Feely’s script was so labyrinthine that director Pat Jackson reportedly struggled to grasp its full complexity during production. Whether this confusion was genuine or apocryphal matters less than the result: Jackson steered the intricate plot with remarkable clarity. He allowed crucial details – the bruise, the subtle shifts in conditioned behaviour – to register for perceptive viewers long before Number Six himself could piece them together, rewarding attentive audiences with a sense of shared discovery. The episode also benefits immensely from exceptional performances. Anton Rodgers, as the youngest Number Two yet, embodies a terrifyingly plausible bureaucratic villain, his calm efficiency more unnerving than overt menace. Jane Merrow brings intriguing ambiguity to Allyson, suggesting depths beyond her apparent role as a mere agent, and her prior work with McGoohan on Danger Man lends a subtle, unspoken history to their scenes. However, the ultimate accolade must go to Patrick McGoohan. His dual performance – capturing the steely resolve of the original Six, the bewildered confusion of the conditioned "Twelve," and the dawning horror of the reawakened self – represents the series’ most demanding and accomplished acting achievement. He doesn’t just play two roles; he embodies the visceral terror of having one’s very self stolen and replaced.

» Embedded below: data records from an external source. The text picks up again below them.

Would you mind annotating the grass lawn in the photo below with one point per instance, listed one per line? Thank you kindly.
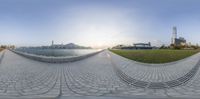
(155, 56)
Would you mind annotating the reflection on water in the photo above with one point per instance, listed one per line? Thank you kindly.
(59, 52)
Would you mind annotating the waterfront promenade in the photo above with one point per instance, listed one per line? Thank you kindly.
(104, 74)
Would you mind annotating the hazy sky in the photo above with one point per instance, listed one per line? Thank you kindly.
(97, 23)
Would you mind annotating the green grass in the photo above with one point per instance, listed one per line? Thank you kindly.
(1, 49)
(155, 56)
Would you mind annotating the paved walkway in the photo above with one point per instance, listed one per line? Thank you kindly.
(104, 74)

The Schizoid Man is a cornerstone of The Prisoner’s legacy. It is far more than a clever spy story; it is a profound, unsettling exploration of identity as the ultimate battleground. In its relentless psychological assault and masterful execution, it stands as one of the series’ very finest hours, a testament to the bold, uncompromising vision that secured The Prisoner’s place in television history.